Travel by non-employees: quasi-business travel
In the past few months, the Director of National Fiscal Information has been issuing individual tax law interpretations which include a taxpayer-unfriendly interpretation of ‘travel by non- employees’ in the context of the taxation of benefits granted on this basis (Art. 21.1.16.b of the Personal Income Tax Act). According to these interpretations, this term includes travel with the features of an employee’s business travel, i.e. made incidentally to perform a specific task outside of the locality where the employer is established or outside of the location where tasks are regularly performed. This, in turn, leads to the conclusion that 'travel by non-employees' cannot include travel for the purposes of performing a task that is clearly specified in the contract. As a consequence, tax breaks should not be available to persons who are not employees and who perform more or less regular travel in connection with the performance of contractual services for an entity who covers the costs of such travel. According to the new interpretations, per diem allowances and other sums paid to such individuals on account of the travel constitute taxable income.

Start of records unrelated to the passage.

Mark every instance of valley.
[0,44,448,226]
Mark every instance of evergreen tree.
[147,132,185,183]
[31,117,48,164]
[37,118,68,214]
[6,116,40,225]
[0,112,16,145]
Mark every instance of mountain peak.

Two years ago the term of “travel by non- employees” was explained by the Supreme Administrative Court. The Court pointed out that in the case of non-employee travel, the term used is just 'travel' (podróż), and not 'business travel' (podróż służbowa). This means that the scope of the exemption has not been limited to business travel within the meaning of Article 77(5).1 of the Labor Code, but it applies to all travel by non-employees. The Court also ruled that the meaning of 'travel’ under the provision in question cannot be extended beyond the actual physical movement of the delegated individual to encompass the performance of the objective of the travel. In consequence, the tax exemption can be used (naturally, within the limits imposed by specific laws) towards expenses on travel, hotel rooms and per diem allowances of non-employees. There is a similar decision in a ruling of December 2017, where it is clearly stated that the notion of 'travel' should not be identified with 'business travel’, which is defined in the Labor Code. Thus, it is difficult to agree with the restrictive view of the Director of National Fiscal Information according to which the tax exemption is available only to those non-employees whose travel has characteristics of an employee’s business travel.